I collezionsiti importanti tendono sempre più spesso ad aprire proprie fondazioni/musei privati sospendendo di conseguenza i prestiti di opere. Qualcuno per sopravvivere vende all'asta i "gioielli di famiglia". Ma non solo sofferenze economiche: le forti pressioni mediatiche in termini di "correttezza" stanno mettendo a dura prova molti progetti già avviati e tutti cercano di trovare comunque nuovi assetti culturali.
ANTONIO RIELLO
Due esempi? Di pochi giorni fa la dichiarazione del direttore della National Gallery, Gabriele Finaldi, che dice con chiarezza che anche la NG deve iniziare ad affrontare seriamente il "Black Lives Matter".
Il British Museum, da parte sua, deve fare i conti (non semplice cosa) con Mr Hans Sloane il cui lascito diede vita, nel 1753, al Museo stesso. Sloane (Sì, Sloane Square prende nome proprio da lui) era un abbiente medico londinese che si arricchì con le piantagioni Giamaicane di canna da zucchero, dove lavoravano molti schiavi africani. Il Direttore, Hartwig Fischer, per il momento si è limitato a rimuovere in una teca seminascosta il busto in terracotta di Sloane che fino a poche settimane fa campeggiava pomposamente nel grande atrio.
Alla fine, l'annullamento della mostra di Guston è un paradosso basato sulla paura e l'insicurezza delle potenti istituzioni museali anglosassoni. Non si fidano delle proprie performances culturali e sono spaventate dal giudizio che il popolo dei social ne potrebbe dare. Quello che questi organismi più temono è di non riuscire a comunicare alla "gente comune" il "giusto messaggio".
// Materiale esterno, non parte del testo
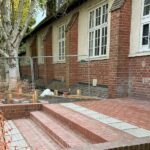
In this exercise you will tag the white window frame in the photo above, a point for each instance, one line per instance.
(96, 28)
(59, 5)
(144, 20)
(61, 43)
(40, 48)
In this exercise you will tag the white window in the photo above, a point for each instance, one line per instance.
(98, 22)
(40, 49)
(61, 43)
(145, 34)
(59, 4)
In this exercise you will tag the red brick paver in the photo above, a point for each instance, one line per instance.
(97, 132)
(36, 138)
(132, 111)
(56, 131)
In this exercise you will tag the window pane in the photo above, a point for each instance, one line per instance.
(146, 10)
(63, 31)
(91, 36)
(59, 33)
(145, 30)
(147, 2)
(97, 42)
(104, 41)
(105, 13)
(91, 23)
(98, 16)
(145, 34)
(146, 7)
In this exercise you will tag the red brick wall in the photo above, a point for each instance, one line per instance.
(139, 77)
(72, 49)
(18, 111)
(98, 70)
(59, 71)
(119, 50)
(48, 52)
(25, 70)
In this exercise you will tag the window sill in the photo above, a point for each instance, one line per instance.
(94, 59)
(99, 58)
(59, 62)
(138, 54)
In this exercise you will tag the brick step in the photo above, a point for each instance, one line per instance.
(32, 133)
(95, 131)
(56, 131)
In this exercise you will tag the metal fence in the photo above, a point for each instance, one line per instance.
(68, 74)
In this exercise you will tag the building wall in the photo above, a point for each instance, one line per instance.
(121, 70)
(139, 64)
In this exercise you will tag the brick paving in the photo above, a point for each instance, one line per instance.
(135, 112)
(36, 137)
(57, 126)
(56, 131)
(115, 123)
(97, 132)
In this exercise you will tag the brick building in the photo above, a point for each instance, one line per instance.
(114, 34)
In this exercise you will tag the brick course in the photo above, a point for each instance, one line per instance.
(139, 77)
(17, 111)
(124, 76)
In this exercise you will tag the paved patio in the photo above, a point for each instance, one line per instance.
(77, 124)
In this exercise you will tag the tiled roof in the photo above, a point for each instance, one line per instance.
(117, 4)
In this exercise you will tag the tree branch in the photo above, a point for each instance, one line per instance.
(5, 15)
(13, 12)
(19, 18)
(4, 53)
(31, 11)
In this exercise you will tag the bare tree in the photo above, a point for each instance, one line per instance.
(12, 31)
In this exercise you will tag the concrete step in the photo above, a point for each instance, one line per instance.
(56, 131)
(95, 131)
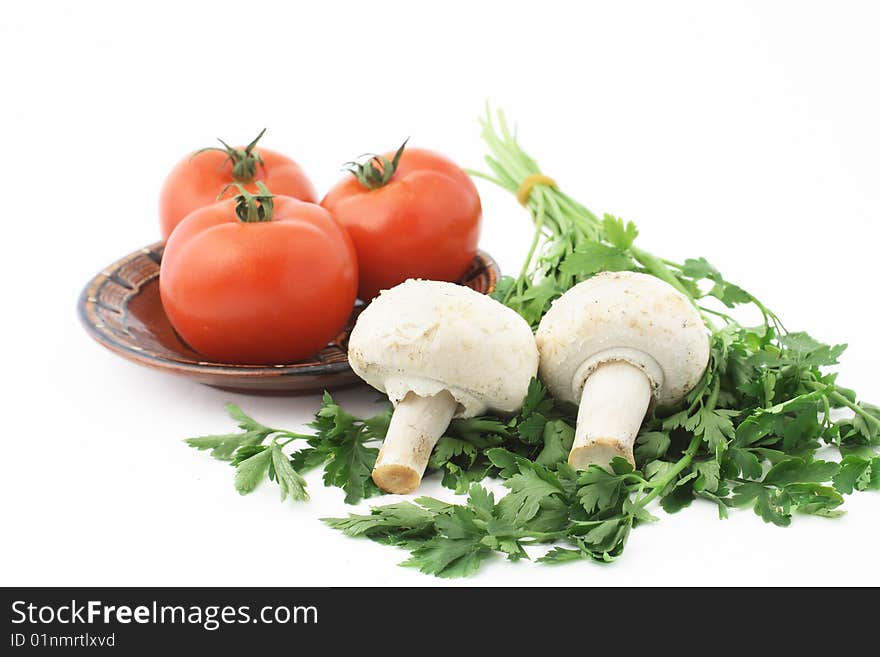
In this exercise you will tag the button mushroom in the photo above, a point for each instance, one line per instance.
(438, 350)
(614, 343)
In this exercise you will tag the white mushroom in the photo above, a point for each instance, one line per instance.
(439, 351)
(613, 343)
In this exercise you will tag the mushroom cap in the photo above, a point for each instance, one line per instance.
(623, 316)
(428, 336)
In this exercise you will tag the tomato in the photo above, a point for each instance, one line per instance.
(258, 290)
(199, 179)
(417, 215)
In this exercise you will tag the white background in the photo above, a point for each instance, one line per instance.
(743, 132)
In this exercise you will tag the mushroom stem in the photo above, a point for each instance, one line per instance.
(416, 426)
(613, 405)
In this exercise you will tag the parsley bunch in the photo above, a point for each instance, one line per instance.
(768, 427)
(752, 434)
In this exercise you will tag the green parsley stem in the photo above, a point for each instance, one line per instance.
(676, 469)
(843, 401)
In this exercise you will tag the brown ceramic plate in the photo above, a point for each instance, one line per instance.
(121, 309)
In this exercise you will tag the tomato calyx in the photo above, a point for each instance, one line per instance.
(377, 171)
(244, 160)
(253, 208)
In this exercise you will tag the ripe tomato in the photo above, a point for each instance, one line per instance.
(416, 215)
(260, 284)
(200, 178)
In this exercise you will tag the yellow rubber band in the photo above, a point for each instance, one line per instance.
(528, 183)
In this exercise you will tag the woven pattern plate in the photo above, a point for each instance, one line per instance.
(121, 309)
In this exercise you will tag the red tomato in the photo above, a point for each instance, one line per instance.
(420, 219)
(259, 292)
(200, 178)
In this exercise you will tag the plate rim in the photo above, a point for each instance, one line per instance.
(88, 298)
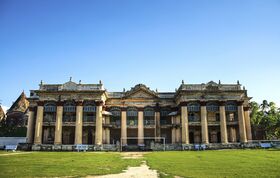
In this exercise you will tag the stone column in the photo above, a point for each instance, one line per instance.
(223, 124)
(232, 133)
(39, 123)
(178, 134)
(99, 128)
(30, 125)
(173, 138)
(185, 123)
(204, 125)
(58, 124)
(107, 130)
(140, 127)
(248, 123)
(157, 122)
(241, 123)
(123, 127)
(79, 123)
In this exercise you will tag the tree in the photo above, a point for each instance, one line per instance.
(266, 117)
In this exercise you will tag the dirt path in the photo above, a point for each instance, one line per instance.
(142, 171)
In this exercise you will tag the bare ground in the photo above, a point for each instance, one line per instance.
(142, 171)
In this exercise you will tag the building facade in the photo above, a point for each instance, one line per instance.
(75, 113)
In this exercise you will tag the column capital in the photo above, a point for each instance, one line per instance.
(59, 103)
(240, 102)
(222, 103)
(203, 102)
(40, 103)
(30, 108)
(79, 103)
(184, 103)
(99, 103)
(123, 108)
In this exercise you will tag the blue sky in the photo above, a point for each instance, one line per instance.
(156, 42)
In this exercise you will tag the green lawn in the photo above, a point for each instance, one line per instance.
(51, 164)
(223, 163)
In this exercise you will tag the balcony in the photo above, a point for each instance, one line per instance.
(132, 123)
(69, 120)
(116, 124)
(49, 120)
(149, 123)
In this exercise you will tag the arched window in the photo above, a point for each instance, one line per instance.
(213, 113)
(149, 116)
(89, 112)
(49, 112)
(69, 107)
(132, 117)
(231, 111)
(49, 107)
(116, 117)
(193, 107)
(164, 118)
(212, 107)
(231, 106)
(69, 112)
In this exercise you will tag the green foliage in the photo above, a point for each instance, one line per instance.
(266, 116)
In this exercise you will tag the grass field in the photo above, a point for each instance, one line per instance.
(224, 163)
(55, 164)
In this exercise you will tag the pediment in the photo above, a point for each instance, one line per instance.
(141, 94)
(212, 86)
(140, 91)
(69, 86)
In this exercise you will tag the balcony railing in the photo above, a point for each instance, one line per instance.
(89, 119)
(149, 122)
(116, 123)
(49, 118)
(194, 119)
(69, 119)
(165, 122)
(132, 123)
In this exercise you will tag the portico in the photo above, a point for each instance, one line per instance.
(72, 115)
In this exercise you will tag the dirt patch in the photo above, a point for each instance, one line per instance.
(132, 155)
(142, 171)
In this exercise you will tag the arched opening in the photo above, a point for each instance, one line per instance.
(89, 118)
(132, 125)
(49, 119)
(149, 125)
(166, 124)
(115, 120)
(69, 119)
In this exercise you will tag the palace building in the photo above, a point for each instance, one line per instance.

E invece è proprio da queste sfide - magari difficili - che dovrebbero trarre oggi la loro principale ragion d'essere: informare in ogni caso e contestualizzare correttamente. "Far capire" appunto, e non essere ambiguamente paternalistici. Proprio quello che Godfrey lamenta nel suo sfogo sulla Tate.
E che anche la stampa britannica in questi giorni sottolinea (tra tutti David Aaronovitch sul Times e Kenny Schachter sull' Observer).
philip guston the street 1977
Il pensare che la gente comune, malgrado sia stata bene informata, non capisca - o peggio "non possa capire" - nasce in fondo proprio dalla stessa radice di arroganza culturale colonialista (e razzista) che molti attivisti vorrebbero tanto, con ogni mezzo, cercare di combattere.